British harpsichordist Sophie Yates presents an evening of French Baroque repertoire Friday, April 6, at 8 p.m. in Barnes Hall. The program includes the music of composers François Couperin, Jean-Philippe Rameau, Jean-Baptiste-Antoine Forqueray, Jacques Duphly and Joseph-Nicholas-Pancrace Royer.
Yates began her career by winning the international Erwin Bodky competition at the Boston Early Music Festival. As a result, she was invited to tour and broadcast throughout the eastern United States. Now she performs regularly around Europe and in London but also has worked in some other parts of the world, including Syria, Morocco and Western Australia. Last year saw her first visit to Japan.
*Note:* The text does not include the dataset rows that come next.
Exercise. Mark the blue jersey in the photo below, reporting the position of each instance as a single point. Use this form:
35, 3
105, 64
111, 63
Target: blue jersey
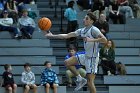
77, 54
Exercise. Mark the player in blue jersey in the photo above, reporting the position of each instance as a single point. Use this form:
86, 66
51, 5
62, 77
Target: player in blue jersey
91, 37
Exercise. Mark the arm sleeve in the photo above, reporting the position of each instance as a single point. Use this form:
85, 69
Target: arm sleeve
23, 79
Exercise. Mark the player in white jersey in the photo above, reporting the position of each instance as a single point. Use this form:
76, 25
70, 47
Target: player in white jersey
91, 37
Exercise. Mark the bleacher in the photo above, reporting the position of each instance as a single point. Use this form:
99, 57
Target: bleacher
39, 49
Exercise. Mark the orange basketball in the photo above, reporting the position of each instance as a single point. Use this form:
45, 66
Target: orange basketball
44, 23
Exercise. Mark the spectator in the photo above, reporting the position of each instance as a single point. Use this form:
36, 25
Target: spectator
102, 24
28, 79
91, 36
125, 8
13, 11
26, 24
73, 52
107, 56
8, 79
120, 69
115, 14
1, 7
49, 78
84, 4
135, 7
71, 15
6, 25
98, 8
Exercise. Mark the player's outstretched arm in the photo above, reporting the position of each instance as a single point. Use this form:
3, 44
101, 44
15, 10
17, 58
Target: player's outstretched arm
60, 36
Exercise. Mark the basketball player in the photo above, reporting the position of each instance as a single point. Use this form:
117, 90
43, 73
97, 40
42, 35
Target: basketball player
91, 37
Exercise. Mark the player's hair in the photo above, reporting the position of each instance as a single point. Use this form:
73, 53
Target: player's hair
6, 66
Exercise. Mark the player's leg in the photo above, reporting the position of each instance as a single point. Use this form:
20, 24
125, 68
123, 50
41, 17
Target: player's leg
91, 68
80, 82
69, 75
34, 88
55, 86
70, 64
14, 88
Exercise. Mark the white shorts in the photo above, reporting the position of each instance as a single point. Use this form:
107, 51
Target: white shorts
90, 63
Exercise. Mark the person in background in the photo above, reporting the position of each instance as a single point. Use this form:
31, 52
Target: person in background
8, 79
49, 78
71, 15
107, 56
6, 25
135, 7
26, 25
125, 8
120, 69
102, 25
12, 9
28, 79
72, 51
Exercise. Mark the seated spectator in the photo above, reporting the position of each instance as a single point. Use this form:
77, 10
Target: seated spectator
12, 9
28, 79
135, 7
120, 69
8, 80
84, 4
102, 24
73, 52
125, 8
107, 56
26, 24
6, 25
114, 13
49, 78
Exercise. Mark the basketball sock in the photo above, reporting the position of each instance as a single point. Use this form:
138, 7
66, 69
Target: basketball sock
79, 78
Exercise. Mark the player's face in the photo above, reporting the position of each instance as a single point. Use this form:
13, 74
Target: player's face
48, 65
72, 52
87, 21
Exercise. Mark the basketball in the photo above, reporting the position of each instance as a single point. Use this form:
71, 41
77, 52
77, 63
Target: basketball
44, 23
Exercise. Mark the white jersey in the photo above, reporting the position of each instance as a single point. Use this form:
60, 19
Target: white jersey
91, 48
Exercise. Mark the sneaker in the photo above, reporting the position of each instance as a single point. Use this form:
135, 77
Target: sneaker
80, 84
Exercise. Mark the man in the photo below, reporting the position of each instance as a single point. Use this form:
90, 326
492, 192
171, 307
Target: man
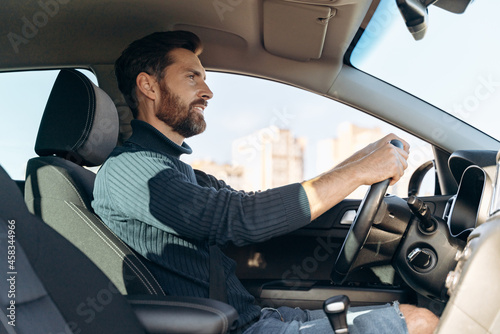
171, 214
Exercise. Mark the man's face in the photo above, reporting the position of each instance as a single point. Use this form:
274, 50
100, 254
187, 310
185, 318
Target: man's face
184, 94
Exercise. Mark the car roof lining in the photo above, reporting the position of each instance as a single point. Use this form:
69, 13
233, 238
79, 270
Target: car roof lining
232, 36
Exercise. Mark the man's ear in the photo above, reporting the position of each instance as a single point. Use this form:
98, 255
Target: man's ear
146, 84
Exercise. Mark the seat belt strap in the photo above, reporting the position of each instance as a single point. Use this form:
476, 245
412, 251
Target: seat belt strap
217, 279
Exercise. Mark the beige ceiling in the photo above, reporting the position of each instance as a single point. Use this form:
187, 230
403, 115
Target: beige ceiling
93, 32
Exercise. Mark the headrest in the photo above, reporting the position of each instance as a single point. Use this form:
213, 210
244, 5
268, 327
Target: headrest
80, 122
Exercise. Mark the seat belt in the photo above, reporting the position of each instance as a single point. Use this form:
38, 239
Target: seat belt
217, 279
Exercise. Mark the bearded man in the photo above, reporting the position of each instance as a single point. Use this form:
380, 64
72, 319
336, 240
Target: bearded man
174, 216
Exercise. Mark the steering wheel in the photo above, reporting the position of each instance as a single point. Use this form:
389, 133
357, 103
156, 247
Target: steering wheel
360, 227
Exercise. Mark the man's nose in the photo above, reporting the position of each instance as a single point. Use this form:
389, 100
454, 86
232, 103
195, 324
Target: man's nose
205, 92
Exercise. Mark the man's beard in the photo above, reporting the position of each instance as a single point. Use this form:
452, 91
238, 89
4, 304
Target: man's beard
180, 116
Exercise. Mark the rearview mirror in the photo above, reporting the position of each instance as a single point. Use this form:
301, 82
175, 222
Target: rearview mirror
415, 12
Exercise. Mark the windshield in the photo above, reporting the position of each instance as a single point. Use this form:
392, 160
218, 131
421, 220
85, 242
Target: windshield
455, 67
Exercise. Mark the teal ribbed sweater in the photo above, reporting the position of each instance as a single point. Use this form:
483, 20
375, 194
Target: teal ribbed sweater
170, 214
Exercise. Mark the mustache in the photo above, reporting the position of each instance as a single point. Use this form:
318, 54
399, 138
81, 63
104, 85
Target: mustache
198, 102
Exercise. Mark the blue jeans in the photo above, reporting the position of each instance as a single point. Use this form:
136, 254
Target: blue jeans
380, 319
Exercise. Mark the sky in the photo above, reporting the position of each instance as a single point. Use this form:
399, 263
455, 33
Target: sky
465, 82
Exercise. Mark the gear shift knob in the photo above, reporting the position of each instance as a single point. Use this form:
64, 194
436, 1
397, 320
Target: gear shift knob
336, 310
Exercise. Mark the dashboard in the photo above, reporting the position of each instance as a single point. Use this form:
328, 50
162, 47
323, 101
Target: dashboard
473, 286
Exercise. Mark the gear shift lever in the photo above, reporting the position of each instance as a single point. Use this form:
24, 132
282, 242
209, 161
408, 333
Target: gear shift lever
336, 310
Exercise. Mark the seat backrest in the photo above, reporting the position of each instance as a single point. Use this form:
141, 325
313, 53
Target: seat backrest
79, 128
48, 285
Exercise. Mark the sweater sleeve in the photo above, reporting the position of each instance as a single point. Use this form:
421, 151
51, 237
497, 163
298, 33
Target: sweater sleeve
152, 191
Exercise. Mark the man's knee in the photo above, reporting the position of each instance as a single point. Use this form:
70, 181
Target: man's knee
419, 320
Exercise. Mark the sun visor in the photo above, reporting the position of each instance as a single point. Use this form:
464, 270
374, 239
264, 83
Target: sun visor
294, 30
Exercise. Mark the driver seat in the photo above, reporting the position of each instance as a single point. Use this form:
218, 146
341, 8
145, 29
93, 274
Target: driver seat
79, 129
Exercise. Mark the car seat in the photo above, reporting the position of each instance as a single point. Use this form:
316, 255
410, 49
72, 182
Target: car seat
79, 128
49, 286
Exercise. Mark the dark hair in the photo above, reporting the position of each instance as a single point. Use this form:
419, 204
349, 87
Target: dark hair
150, 54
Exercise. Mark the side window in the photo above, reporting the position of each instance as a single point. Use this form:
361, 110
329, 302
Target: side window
261, 134
24, 95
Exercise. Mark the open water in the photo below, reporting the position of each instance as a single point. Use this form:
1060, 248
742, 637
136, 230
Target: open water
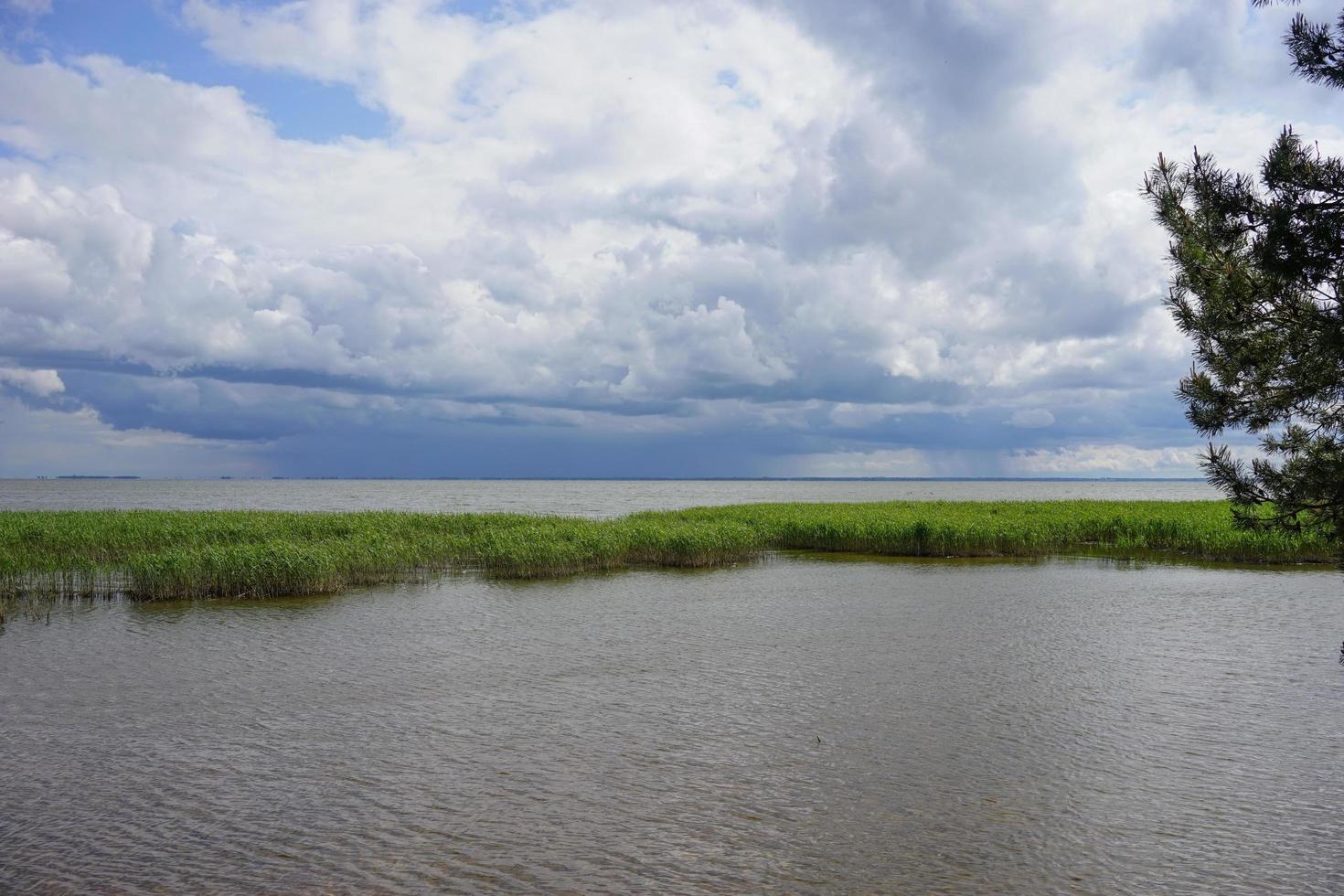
801, 724
571, 497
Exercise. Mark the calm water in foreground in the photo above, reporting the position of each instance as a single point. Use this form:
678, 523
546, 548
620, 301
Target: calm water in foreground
794, 726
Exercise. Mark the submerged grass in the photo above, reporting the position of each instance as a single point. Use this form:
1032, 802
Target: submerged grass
187, 554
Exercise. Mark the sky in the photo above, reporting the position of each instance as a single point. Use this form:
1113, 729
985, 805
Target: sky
611, 238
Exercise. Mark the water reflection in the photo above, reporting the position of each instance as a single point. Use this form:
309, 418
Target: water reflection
792, 726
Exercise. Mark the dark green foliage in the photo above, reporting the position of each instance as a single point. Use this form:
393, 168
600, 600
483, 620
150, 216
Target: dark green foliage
1258, 277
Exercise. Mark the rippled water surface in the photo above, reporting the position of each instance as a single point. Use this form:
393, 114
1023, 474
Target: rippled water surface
572, 497
795, 726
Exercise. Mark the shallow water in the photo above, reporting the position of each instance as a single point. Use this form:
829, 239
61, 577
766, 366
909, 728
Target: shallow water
571, 497
795, 726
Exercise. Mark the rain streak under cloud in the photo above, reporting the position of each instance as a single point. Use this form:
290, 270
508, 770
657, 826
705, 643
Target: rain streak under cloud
411, 238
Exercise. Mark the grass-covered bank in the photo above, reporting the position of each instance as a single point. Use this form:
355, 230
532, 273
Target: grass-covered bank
188, 554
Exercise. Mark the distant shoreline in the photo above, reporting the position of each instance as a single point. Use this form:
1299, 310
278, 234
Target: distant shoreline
154, 555
621, 478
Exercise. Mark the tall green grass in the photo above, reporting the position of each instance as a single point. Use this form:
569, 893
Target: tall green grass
177, 554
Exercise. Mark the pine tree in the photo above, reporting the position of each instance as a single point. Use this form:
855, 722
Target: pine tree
1258, 278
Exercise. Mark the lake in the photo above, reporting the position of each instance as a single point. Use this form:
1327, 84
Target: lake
571, 497
801, 724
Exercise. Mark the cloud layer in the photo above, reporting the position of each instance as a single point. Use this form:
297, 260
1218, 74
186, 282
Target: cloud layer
695, 238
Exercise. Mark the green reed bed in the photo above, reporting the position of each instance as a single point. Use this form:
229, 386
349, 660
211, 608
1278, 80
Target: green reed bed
187, 554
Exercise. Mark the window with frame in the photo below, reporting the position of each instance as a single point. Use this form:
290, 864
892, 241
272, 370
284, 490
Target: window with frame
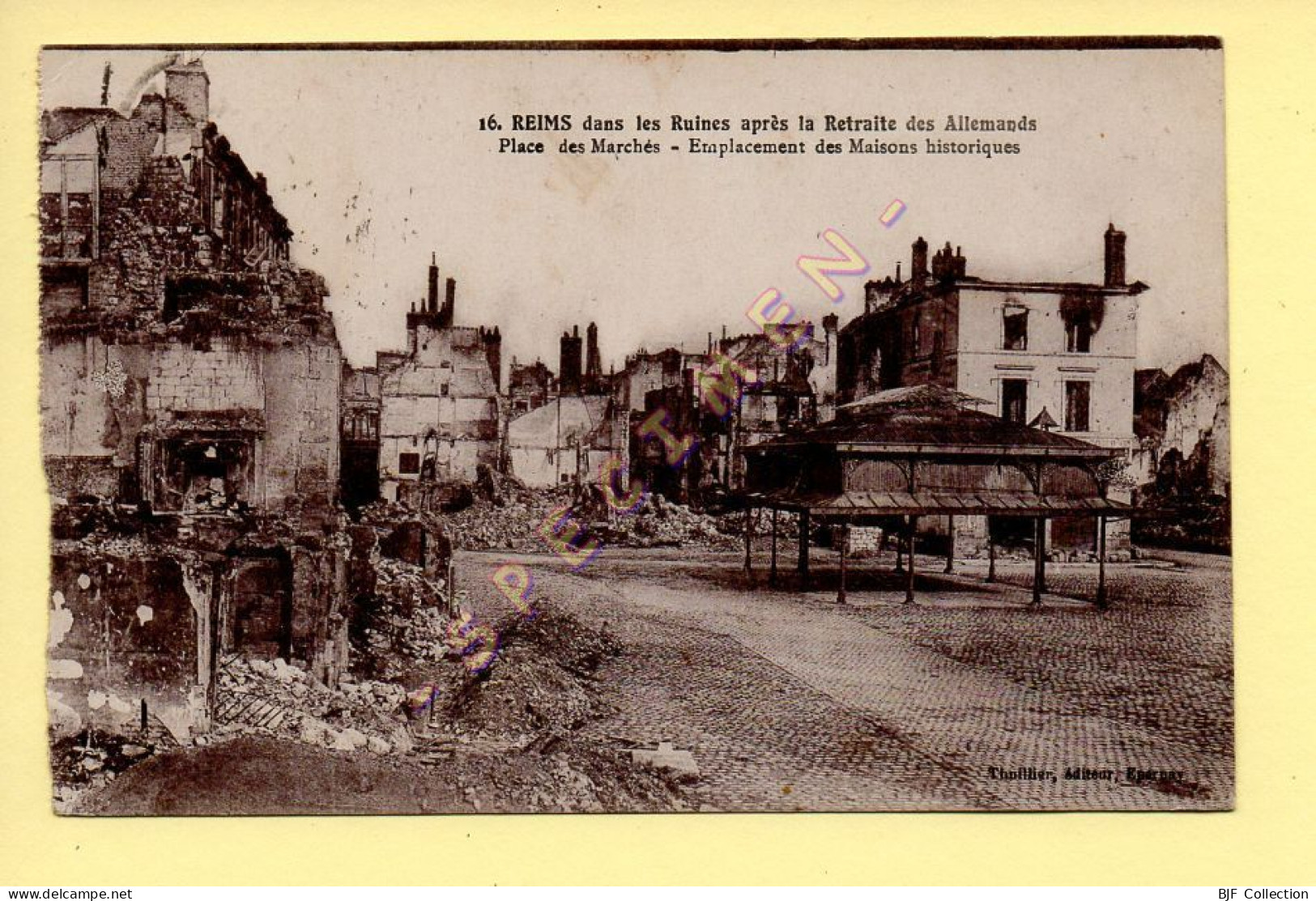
1014, 400
1078, 402
1078, 336
70, 208
1015, 328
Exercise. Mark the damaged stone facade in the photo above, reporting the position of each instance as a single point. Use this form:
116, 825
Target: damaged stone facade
1052, 354
441, 408
190, 396
1183, 427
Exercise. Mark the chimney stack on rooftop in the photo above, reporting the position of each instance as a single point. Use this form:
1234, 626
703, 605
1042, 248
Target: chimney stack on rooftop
432, 305
919, 261
1115, 274
189, 87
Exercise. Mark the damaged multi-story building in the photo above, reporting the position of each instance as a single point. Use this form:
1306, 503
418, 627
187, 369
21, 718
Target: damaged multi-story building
441, 406
743, 391
568, 437
1057, 355
190, 396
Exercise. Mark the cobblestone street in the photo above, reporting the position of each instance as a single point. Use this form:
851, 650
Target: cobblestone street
795, 703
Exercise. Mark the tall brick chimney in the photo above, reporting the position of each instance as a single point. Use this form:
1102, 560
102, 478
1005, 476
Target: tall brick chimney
593, 362
919, 262
1115, 275
432, 300
449, 304
569, 362
187, 86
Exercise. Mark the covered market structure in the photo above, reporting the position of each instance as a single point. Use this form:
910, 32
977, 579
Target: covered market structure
922, 450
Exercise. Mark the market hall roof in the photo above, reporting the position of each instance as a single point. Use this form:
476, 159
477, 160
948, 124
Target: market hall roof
935, 421
928, 455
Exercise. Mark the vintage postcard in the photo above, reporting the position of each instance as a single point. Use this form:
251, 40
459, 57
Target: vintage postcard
698, 427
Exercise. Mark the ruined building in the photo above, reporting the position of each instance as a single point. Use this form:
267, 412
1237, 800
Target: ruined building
190, 417
1183, 429
1053, 354
530, 385
440, 402
358, 436
566, 437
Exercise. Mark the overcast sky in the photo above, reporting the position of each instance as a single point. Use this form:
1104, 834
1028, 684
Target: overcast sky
377, 159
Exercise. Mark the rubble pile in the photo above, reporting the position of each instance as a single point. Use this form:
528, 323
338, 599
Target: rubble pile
537, 683
659, 522
94, 759
280, 700
511, 521
402, 625
534, 701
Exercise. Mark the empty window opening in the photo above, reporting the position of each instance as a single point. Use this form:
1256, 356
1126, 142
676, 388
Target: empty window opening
1014, 400
1015, 328
1078, 396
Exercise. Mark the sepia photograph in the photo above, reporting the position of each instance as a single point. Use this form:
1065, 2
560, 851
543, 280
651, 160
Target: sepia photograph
698, 427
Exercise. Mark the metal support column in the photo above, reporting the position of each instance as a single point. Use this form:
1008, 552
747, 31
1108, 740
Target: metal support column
845, 542
1038, 560
1101, 563
803, 566
749, 539
912, 525
951, 545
Yates is probably best known for her affinity with the French Baroque, music of the Iberian Peninsula and English virginal music. She has performed on most of the playable virginals surviving in Britain and is working on a long-term project to collect a book of contemporary English pieces for this instrument. In addition to her work as a soloist and ensemble player, she teaches at the Royal College of Music.
On Monday, April 9, an eclectic exploration of Thelonius Monk's music will be presented in Barnes Hall by the Cornell Jazz All-Stars, Los Pinieros and the Cornell Low Brass Ensemble.
Monk was the pianist in the house band at Minton's Playhouse, along with Kenny Clarke and Nick Fenton, during the period (1941-42) that saw the birth of what came to be known as modern jazz or bebop. It was largely at Minton's that the loose conglomeration of wildly inventive soloists, prominently including Dizzy Gillespie and Charlie Parker, would gather after hours and off-nights to blow, show off, eat free food and, in the process, revolutionize jazz.
Monk's compositions were often radical reworkings of familiar popular tunes or blues, a hallmark of bebop, yet his playing style eschewed the hornlike flowing lines of the other great bebop pianist, Bud Powell. As a performer, Monk's improvisations often were agonizingly spare, dissonant in the extreme and his note attacks were highly percussive -- a technique that was facilitated by his unconventional, splay-fingered playing style.
The Cornell Jazz All-Stars is a loose collective of faculty, graduate students, undergraduates and members of the community. Los Pinieros is an Ithaca-based percussion ensemble highlighting Afro-Cuban musics. The Cornell Low Brass Ensemble, under the leadership of Mark Davis Scatterday, is devoted to the exploration of repertoire for low brass choir and other groupings.